Она что есть мочи ударила каблуками в бока кротта. Вихрь взвился на дыбы и, издав пронзительный звук, лишь отдаленно напоминающий конское ржание, полетел вперед. Именно полетел, потому что назвать как-то иначе этот стремительный бег было нельзя. Кротт мчался так, что в груди перехватывало дыхание. Но Касандани, прижавшись к шее Вихря, захлебывающимся голосом повторяла:

– Скорее, скорее…

Остались позади бешено мчащиеся и неистово раскачивающиеся повозки, промелькнули скачущие во весь опор кочевники-мужчины, и Вихрь понесся по равнине один.

– Мы погибли, дана, нас всех убьют! – причитала Касандани.

Милии хотелось ее успокоить, да только через мгновение она поняла, что уговорами здесь не помочь, требовалось, по меньшей мере, чудо.

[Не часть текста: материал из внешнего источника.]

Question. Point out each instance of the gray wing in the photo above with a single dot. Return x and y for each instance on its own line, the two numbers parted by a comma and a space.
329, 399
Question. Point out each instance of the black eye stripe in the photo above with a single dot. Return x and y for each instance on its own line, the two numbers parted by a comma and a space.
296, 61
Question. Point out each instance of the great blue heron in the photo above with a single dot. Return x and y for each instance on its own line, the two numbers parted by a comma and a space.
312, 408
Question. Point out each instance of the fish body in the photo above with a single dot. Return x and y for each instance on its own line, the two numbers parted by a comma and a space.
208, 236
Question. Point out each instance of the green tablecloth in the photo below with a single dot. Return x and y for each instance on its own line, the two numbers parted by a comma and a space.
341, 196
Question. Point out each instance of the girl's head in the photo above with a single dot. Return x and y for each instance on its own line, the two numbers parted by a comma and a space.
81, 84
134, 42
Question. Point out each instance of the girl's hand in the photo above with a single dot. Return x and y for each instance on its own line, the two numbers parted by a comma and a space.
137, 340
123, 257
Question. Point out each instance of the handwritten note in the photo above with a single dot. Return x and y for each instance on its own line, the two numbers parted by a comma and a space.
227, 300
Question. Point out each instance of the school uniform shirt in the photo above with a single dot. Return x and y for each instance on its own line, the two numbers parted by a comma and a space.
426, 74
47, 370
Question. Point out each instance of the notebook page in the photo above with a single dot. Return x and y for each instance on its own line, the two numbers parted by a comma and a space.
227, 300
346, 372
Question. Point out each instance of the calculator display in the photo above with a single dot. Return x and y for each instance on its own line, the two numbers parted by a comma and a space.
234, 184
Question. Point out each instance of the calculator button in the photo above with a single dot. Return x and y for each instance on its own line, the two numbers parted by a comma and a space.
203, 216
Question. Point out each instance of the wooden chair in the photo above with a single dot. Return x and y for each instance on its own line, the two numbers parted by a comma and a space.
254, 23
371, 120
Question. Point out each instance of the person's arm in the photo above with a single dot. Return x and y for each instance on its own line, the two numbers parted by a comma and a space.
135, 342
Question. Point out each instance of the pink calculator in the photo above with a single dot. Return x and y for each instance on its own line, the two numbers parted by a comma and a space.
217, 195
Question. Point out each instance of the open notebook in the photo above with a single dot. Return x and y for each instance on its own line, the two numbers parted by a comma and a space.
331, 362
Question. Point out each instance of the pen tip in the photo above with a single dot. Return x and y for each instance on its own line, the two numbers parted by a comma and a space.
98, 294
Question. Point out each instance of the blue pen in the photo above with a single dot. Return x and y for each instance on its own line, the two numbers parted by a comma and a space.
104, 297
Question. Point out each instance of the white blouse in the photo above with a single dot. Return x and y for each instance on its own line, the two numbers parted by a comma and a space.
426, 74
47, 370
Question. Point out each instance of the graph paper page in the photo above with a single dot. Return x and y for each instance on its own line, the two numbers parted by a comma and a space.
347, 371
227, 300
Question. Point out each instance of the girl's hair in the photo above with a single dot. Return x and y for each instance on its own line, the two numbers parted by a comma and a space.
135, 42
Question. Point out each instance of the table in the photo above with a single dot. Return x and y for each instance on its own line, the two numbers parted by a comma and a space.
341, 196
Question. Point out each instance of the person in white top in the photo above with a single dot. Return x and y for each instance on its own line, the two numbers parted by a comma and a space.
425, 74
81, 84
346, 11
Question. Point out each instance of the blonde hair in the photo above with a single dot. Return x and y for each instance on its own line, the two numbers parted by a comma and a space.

Пустынников было около сотни. Они растянулись цепью и окружали караван с обеих сторон, чтобы взять в кольцо. Неслись лошади, наездники что-то вопили и размахивали кривыми мечами и арбалетами, такими же, как у кочевников. У них почти все было, как у кочевников, за исключением лошадей. Тари пустынников выглядели значительно лучше. За ними вилось полотно пыли, а впереди еще оставался небольшой просвет. Оглянувшись, Милия увидела далеко позади ванха Саура, который что-то кричал мужчинам, размахивая зажатым в руке арбалетом. Расстояние между караваном и пустынниками неуклонно сокращалось, полетели первые стрелы.

«Всем не успеть».

Вихрь мчался к сужающемуся просвету. Касандани молчала, смотрела вперед, уцепившись руками в жесткую гриву Вихря, ее плечи иногда вздрагивали.

«Плачет».

Кротт всхрапывал. Милия пригнулась, чтобы ему было легче, коснулась грудью спины девочки, и ей показалось, что она, дрожащая Касандани и летящий стрелой Вихрь слились в одно целое, стук копыт кротта был стуком их общего сердца, а в общем мозгу в такт ударам билась одна-единственная мысль: «Быстрее, быстрее, быстрее…»

Вот промелькнули и остались позади удивленные лица пустынников, которые почти сомкнули кольцо и были уверены в победе. Милия услышала разъяренные крики и уже поверила, что ей удалось, как Вихрь вдруг заржал, словно вскрикнул, взвился на дыбы, сделал рывок вперед… Но тут его ноги дрогнули, подогнулись, и он уткнулся мордой в красный песок. Милия и Касандани полетели кувырком. Девушка слышала, как закричала малышка, рванулась к ней… Боль раскаленной спицей вонзилась в левое плечо, и Милия потеряла сознание.